Esses R$ 100 de diferença servem para pagar o aluguel da loja, os funcionários, os impostos e, claro, o lucro do dono.
No banco, a “mercadoria” é o dinheiro. O Spread Bancário é a diferença entre o que o banco paga para captar dinheiro (juros que ele te paga na poupança ou CDB) e o que ele cobra para emprestar esse mesmo dinheiro (juros do seu empréstimo ou cartão).
Como o Spread é dividido?
Muitas pessoas acham que o spread é todo “lucro puro” do banco, mas não é bem assim. No Brasil, ele é composto por cinco pedaços principais:
- Inadimplência (O maior pedaço): Como muita gente não paga o que deve, o banco “dilui” esse prejuízo cobrando mais caro de quem paga em dia. É o bom pagador financiando o caloteiro.

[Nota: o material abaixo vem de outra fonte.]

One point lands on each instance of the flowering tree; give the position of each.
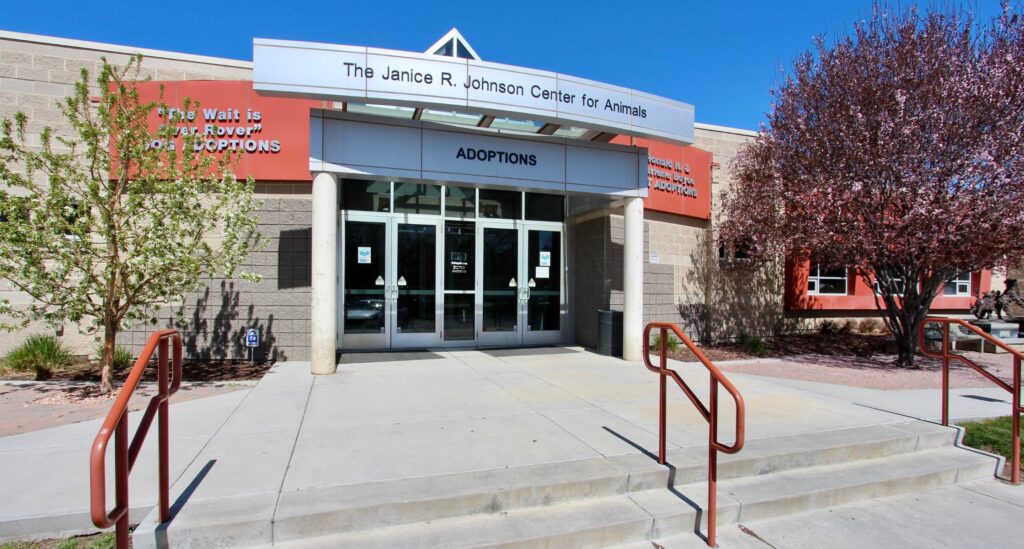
(897, 152)
(99, 227)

- Impostos e Depósitos Obrigatórios: O governo morde uma parte alta de cada operação e obriga os bancos a deixarem uma parte do dinheiro “trancada” no Banco Central.

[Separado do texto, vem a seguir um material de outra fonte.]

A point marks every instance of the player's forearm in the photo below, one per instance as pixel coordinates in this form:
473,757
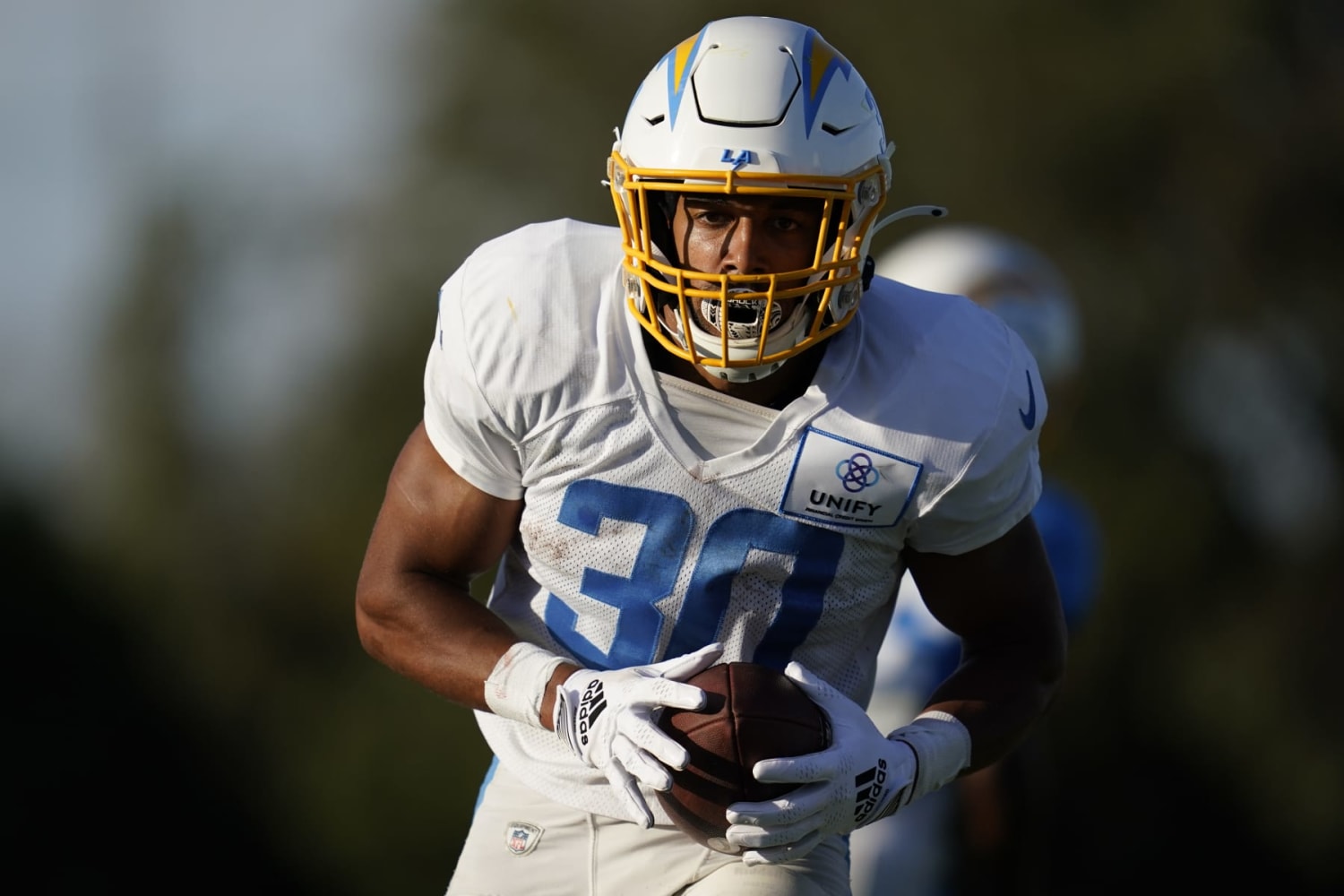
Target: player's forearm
999,694
432,632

- Custos Administrativos: Salários de funcionários, segurança, tecnologia e manutenção das agências físicas.
- Margem de Lucro: É o que sobra para os acionistas do banco após pagar todas as contas acima.

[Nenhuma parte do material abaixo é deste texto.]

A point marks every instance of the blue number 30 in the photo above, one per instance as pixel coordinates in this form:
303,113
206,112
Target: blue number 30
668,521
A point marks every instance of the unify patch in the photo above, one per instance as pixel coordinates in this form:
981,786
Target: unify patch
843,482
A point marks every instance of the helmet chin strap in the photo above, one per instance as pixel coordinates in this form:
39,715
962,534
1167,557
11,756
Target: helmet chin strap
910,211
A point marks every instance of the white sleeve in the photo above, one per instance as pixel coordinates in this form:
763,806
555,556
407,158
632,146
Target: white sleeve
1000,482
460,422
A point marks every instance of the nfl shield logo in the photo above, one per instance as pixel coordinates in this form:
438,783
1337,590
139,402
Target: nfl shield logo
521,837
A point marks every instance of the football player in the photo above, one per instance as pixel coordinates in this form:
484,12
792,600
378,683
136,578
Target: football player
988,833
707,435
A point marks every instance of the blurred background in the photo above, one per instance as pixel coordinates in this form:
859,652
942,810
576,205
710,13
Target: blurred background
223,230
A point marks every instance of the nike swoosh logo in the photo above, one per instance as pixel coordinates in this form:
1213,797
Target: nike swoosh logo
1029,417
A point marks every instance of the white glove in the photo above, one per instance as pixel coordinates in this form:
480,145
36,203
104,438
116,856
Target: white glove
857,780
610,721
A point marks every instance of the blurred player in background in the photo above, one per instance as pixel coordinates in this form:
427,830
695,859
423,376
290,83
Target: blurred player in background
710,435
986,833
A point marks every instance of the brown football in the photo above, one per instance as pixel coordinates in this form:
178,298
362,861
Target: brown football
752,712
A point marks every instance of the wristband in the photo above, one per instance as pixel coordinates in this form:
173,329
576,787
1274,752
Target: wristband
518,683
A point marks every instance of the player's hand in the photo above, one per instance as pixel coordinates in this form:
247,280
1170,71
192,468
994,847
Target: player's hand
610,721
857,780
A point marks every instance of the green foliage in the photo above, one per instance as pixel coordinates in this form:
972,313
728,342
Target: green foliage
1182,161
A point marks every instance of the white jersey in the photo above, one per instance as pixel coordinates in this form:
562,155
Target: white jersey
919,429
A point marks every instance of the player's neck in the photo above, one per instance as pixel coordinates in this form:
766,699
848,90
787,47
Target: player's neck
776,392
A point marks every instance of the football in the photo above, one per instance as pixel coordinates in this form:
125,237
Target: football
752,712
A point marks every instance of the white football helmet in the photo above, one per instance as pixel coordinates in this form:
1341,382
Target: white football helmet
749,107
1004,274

- Risco Brasil: A incerteza da economia faz com que as instituições cobrem um “adicional” de segurança.
Por que o Spread brasileiro é tão alto?
O Brasil tem um cenário onde a justiça é lenta para recuperar bens (como carros ou casas de quem não paga) e a concentração bancária é alta (poucos bancos grandes dominando o mercado). Com menos concorrência e alto risco de não receber, os bancos jogam o spread nas alturas.
Como você pode “vencer” o Spread?
Você não consegue mudar a economia do país, mas pode fugir dos spreads mais abusivos:
- Fuja do Crédito Sem Garantia: No cartão de crédito e cheque especial, o risco de calote é enorme, então o spread é gigante.
- Use Garantias: No crédito consignado ou empréstimo com garantia de imóvel/veículo, o banco tem segurança de que vai receber. Com o risco menor, o spread cai e o juro fica mais baixo.
- Bancos Digitais e Fintechs: Como essas empresas não têm o custo de agências físicas em cada esquina (custo administrativo menor), elas conseguem trabalhar com spreads mais baixos e oferecer taxas melhores.
Para acompanhar como anda o spread médio praticado no mercado e ver a composição detalhada desses custos, você pode consultar o Relatório de Economia Bancária do Banco Central, que traz os dados oficiais atualizados anualmente.
Conclusão: Informação é poder de negociação
Agora que você sabe que o juro que você paga não é só “lucro do banco”, mas um mix de impostos e risco de inadimplência, você tem um argumento forte: se você é um excelente pagador e tem garantias, você merece um spread menor.